Anti-Avoidance: Giving Up on the Supreme Court in Citizens United

Over the summer I wrote Constitutional Avoidance and Anti-Avoidance at the Roberts Court (forthcoming, 2009 Supreme Court Review), which contrasts the Supreme Court’s approach in NAMUDNO, in which the Court reached out and avoided a constitutional question through an implausible statutory interpretation analysis with the reargument order in the Citizens United case, which teed up a major constitutional issue for review even though there was an eminently plausible statutory interpretation available to the Court to avoid the constitutional question posed by the case. Neither case follows the usual understanding of the doctrine of constitutional avoidance (which says that the Court should avoid deciding a difficult constitutional question when it can do so through a plausible acts of statutory interpretation). I called what the Court did in Citizens United an act of “anti-avoidance.”
One of my colleagues who read the draft said that it was “premature” in that the Court had not yet decided Citizens United, and it could ultimately rely on the avoidance argument. My response to that point in the article (which I believe has been vindicated by the intense media speculation about the case) is the following:

    Neither NAMUDNO nor Citizens United fits comfortably in the Supreme Court’s usual approach to the constitutional avoidance doctrine. NAMUDNO does not fit because the Court adopted an implausible interpretation of the statute. Indeed, the Court’s statutory interpretation analysis was so weak that the Court failed even to respond to the contrary statutory points raised by the government and offered in detail by the district court.
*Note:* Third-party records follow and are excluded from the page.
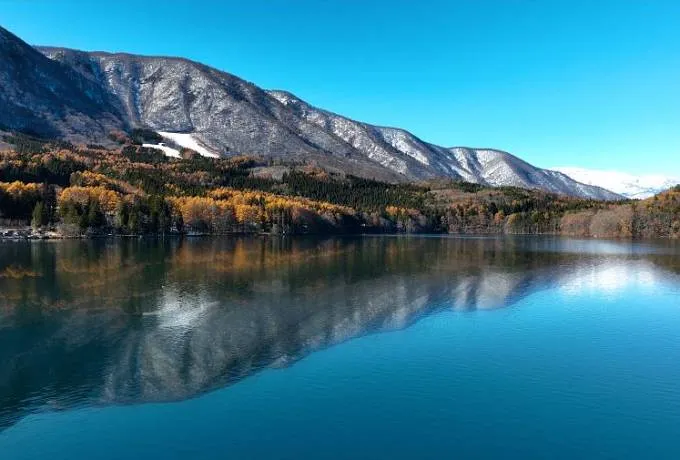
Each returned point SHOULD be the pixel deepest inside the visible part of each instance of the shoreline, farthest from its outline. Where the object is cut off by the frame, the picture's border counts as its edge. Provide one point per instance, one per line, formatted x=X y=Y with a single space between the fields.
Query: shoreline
x=30 y=234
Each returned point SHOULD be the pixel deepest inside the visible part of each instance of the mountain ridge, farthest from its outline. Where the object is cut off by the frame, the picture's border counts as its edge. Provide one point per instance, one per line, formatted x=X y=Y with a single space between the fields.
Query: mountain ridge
x=231 y=116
It is probably no surprise that in stating the avoidance principle in NAMUDNO, the Court did not cite the usual formulation of the rule requiring a plausible statutory interpretation. Instead, the Court stated more flatly that “[o]ur usual practice is to avoid the unnecessary resolution of constitutional questions.” The Court then stated that “judging the Constitutionality of an Act of Congress is the ‘gravest and most delicate duty that this Court is called upon to perform.'” Finally, the Court cited Escambia County for the proposition that the Court will not decide a constitutional question if there is some other ground to dispose of the case. In practice, the Court jettisoned the requirement of a plausible statutory interpretation in NAMUDNO to avoid a sensitive and difficult constitutional question.
    But the Court’s approach was even starker when viewed against the Citizens United order the Court issued just one week later. The Court undoubtedly could avoid deciding whether to overrule Austin and McConnell’s upholding of spending limits on corporations and unions through a plausible interpretation of the electioneering communication statute so as not to apply to video-on-demand. But regardless of how it ultimately decides the case, it ratcheted up the importance of the case and the rhetoric through the reargument order.
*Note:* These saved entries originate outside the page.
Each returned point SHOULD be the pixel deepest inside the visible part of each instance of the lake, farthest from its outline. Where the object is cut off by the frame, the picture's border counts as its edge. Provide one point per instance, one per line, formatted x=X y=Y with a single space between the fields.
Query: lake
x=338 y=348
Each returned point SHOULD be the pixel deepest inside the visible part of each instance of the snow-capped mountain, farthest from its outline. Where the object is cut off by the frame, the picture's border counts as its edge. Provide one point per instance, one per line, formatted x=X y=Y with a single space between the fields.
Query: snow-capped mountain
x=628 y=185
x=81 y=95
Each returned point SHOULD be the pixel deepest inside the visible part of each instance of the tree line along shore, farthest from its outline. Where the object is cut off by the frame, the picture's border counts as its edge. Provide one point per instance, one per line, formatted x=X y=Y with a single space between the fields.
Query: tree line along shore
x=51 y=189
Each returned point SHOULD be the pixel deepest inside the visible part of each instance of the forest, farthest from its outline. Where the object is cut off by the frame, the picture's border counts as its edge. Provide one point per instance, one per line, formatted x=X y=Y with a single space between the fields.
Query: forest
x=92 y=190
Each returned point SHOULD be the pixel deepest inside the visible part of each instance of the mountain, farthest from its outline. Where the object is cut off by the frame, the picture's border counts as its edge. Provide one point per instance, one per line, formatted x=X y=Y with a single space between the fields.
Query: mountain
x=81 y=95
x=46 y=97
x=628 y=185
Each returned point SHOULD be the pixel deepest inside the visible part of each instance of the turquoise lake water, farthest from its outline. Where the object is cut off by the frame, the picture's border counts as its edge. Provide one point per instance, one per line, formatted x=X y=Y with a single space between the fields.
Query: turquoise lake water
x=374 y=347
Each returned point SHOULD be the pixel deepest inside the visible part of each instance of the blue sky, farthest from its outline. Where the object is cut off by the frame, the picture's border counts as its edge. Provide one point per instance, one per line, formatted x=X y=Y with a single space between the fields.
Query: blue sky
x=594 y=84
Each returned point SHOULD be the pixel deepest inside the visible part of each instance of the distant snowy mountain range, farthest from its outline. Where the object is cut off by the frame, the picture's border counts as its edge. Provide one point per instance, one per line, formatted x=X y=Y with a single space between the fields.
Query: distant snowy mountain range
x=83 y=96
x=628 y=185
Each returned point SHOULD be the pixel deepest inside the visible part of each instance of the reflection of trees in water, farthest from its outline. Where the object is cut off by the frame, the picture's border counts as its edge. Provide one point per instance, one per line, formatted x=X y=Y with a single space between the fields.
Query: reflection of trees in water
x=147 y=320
    Thus, the operative question here is not simply how plausible a statutory construction must be before the avoidance canon kicks in, but why the Court adopted such an inconsistent approach. If it is true that the “usual practice” is to “avoid the unnecessary resolution of constitutional questions” and that it is the “gravest and most delicate duty” to review the constitutionality of an Act of Congress, why did the Court in Citizens United not conclude, as in NAMUDNO, Ricci, and Escambia County, that the Court will not decide the constitutional question because there is some other ground to dispose of the case? Is not avoidance especially warranted in a case in which the constitutional issue was abandoned in the trial court and not presented in the jurisdictional statement? Why did the Court not follow its usual practice in Clark v Martinez, to the effect that “[i]f [one of two plausible statutory constructions] would raise a multitude of constitutional problems, the other should prevail…”? Why did the Court instead set up an in-your-face high stakes constitutional showdown on the question–whether or not it ultimately issues a constitutional ruling on the merits?
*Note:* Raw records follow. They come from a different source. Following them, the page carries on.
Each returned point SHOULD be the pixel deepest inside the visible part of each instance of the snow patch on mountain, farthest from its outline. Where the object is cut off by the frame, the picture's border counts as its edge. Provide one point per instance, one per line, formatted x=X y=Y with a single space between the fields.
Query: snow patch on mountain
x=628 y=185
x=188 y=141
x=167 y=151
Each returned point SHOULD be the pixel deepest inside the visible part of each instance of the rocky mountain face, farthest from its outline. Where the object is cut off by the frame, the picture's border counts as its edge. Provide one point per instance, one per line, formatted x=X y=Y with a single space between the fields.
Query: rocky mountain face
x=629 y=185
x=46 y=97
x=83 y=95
(my emphases; footnotes omitted)
The last part of my paper gives three possible answers to these questions. I was hoping that I’d be able to update my argument with analysis of the actual opinion in Citizens United. But, alas, the time has come to go to press at the Supreme Court Review, and still no opinion from the Court. I’ve now posted the near-final version of my article at the SSRN link above, and I’ll have to analyze the actual opinion(s) in Citizens United in a future article.